Bigger Context Home windows Don’t Repair RAG — So I Constructed a System That Does

TL;DR

• I constructed a dataset Q&A system and trusted a RAG reply that was lower than half-correct.
• I measured this throughout 7 question varieties and 5 context sizes on 100,000 rows.
• queries away from RAG totally.

I Trusted the Incorrect Quantity

Final month I used to be heads-down constructing a brand new characteristic for EmiTechLogic. Learners can now add their very own messy CSV information and ask questions in plain English about their information. Sounded excellent for RAG, so I went all in — embeddings, retrieval, nice-looking responses.

The primary few demos appeared wonderful. Clear tables, assured numbers, skilled formatting. I really began trusting the system in our inner testing.

Then I picked one quantity to double-check.

Actual grocery spend within the dataset: $1,140,033.24.  

The mannequin gave me a wonderful breakdown by class. It appeared legit. I added up the numbers it returned.

It was lower than half.

I sat there staring on the display screen considering “this will’t be proper.” So I did what any engineer would do. I elevated the context window. 4k… 16k… 32k… 128k tokens. Every time the reply acquired longer, extra detailed, and extra confidently flawed.

That’s when it lastly clicked. This wasn’t a retrieval challenge. I used to be asking a retrieval system to carry out heavy computation on information it had solely partially seen. And as a substitute of claiming it was not sure or lacking data, the mannequin was producing polished, structured solutions that appeared right.

Why RAG Can not Combination

The RAG pipeline doesn’t really perceive structured information. All it does is take every CSV row and flatten it into plain textual content. That’s it. To the mannequin, a row seems one thing like this:

"2019-01-01 grocery_pos 107.23 F NC Jennifer Banks ..."
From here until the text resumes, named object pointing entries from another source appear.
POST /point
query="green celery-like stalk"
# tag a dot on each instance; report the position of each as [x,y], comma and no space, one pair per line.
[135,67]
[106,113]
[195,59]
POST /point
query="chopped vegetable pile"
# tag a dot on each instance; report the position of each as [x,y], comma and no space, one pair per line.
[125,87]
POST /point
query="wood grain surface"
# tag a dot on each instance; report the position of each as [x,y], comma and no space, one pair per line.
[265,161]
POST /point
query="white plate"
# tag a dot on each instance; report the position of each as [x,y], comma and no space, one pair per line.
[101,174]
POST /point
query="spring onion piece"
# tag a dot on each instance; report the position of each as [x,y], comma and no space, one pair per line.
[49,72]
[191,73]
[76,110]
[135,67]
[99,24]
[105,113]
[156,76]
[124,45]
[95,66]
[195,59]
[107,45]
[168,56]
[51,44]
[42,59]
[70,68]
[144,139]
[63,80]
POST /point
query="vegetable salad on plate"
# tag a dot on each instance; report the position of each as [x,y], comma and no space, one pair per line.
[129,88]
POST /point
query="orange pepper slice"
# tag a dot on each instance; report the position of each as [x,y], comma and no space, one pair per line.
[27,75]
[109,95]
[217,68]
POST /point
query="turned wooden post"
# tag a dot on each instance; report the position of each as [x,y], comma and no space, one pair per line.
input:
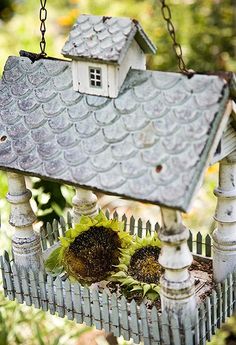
[25,242]
[224,237]
[84,203]
[177,284]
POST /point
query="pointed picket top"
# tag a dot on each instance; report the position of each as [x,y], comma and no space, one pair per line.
[62,226]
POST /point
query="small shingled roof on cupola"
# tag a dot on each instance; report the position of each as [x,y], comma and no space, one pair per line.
[105,38]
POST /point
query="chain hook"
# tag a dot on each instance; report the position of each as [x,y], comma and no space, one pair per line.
[166,14]
[43,17]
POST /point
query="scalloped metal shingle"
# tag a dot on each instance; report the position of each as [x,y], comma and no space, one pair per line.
[105,38]
[151,143]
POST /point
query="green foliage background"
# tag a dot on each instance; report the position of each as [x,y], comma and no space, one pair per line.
[206,30]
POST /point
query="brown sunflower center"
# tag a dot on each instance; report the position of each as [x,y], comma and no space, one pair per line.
[93,254]
[144,265]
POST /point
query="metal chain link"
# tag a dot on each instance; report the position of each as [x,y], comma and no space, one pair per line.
[43,16]
[166,13]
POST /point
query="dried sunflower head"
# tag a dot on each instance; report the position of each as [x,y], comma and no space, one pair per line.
[90,251]
[139,269]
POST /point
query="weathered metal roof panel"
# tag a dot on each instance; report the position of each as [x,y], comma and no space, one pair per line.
[105,38]
[151,143]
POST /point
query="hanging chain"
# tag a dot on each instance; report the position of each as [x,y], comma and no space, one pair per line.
[166,13]
[43,17]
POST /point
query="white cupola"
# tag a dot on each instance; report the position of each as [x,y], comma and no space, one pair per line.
[103,49]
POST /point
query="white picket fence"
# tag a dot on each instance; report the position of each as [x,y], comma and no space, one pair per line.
[60,296]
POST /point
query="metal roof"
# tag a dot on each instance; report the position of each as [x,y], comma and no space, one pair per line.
[105,38]
[151,143]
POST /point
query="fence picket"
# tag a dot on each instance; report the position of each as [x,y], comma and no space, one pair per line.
[190,241]
[50,234]
[134,322]
[87,307]
[199,243]
[155,326]
[25,286]
[224,300]
[69,220]
[60,305]
[17,284]
[62,226]
[214,311]
[131,225]
[34,289]
[55,229]
[105,312]
[68,300]
[115,320]
[165,329]
[230,295]
[202,324]
[43,237]
[208,319]
[96,309]
[78,303]
[140,228]
[51,295]
[43,291]
[175,330]
[219,303]
[124,318]
[124,219]
[208,246]
[188,333]
[4,283]
[144,323]
[148,228]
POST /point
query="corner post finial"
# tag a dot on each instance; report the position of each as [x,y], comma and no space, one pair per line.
[84,203]
[26,244]
[224,237]
[177,284]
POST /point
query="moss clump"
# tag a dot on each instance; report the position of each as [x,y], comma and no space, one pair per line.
[90,251]
[139,269]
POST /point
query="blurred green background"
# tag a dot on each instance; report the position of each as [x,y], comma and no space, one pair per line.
[206,30]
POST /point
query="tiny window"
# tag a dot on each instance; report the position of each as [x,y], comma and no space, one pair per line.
[95,77]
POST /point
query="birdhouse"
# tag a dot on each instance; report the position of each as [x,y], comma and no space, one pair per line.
[103,123]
For a question like “What’s the complete spend by class?”, the RAG pipeline does this:

1. Tokenise: ["total", "spend", "category"]
2. Rating all 100,000 rows by key phrase overlap
3. Return the top-N rows as serialised plain textual content
4. Ask the LLM to sum and group from that textual content

Step 4 is the place the system fails. The LLM isn’t operating a SUM. It’s pattern-matching numbers from a textual content blob and producing a response that mimics an aggregation.

Fashions battle with numerical precision at scale [1], however the true challenge is the presentation. The mannequin provides you an in depth breakdown throughout all classes. It is a basic lure. The output seems skilled. It mimics the construction of an actual report so properly that your mind assumes the content material is legitimate. You haven’t any approach to confirm that 92% of your information is lacking.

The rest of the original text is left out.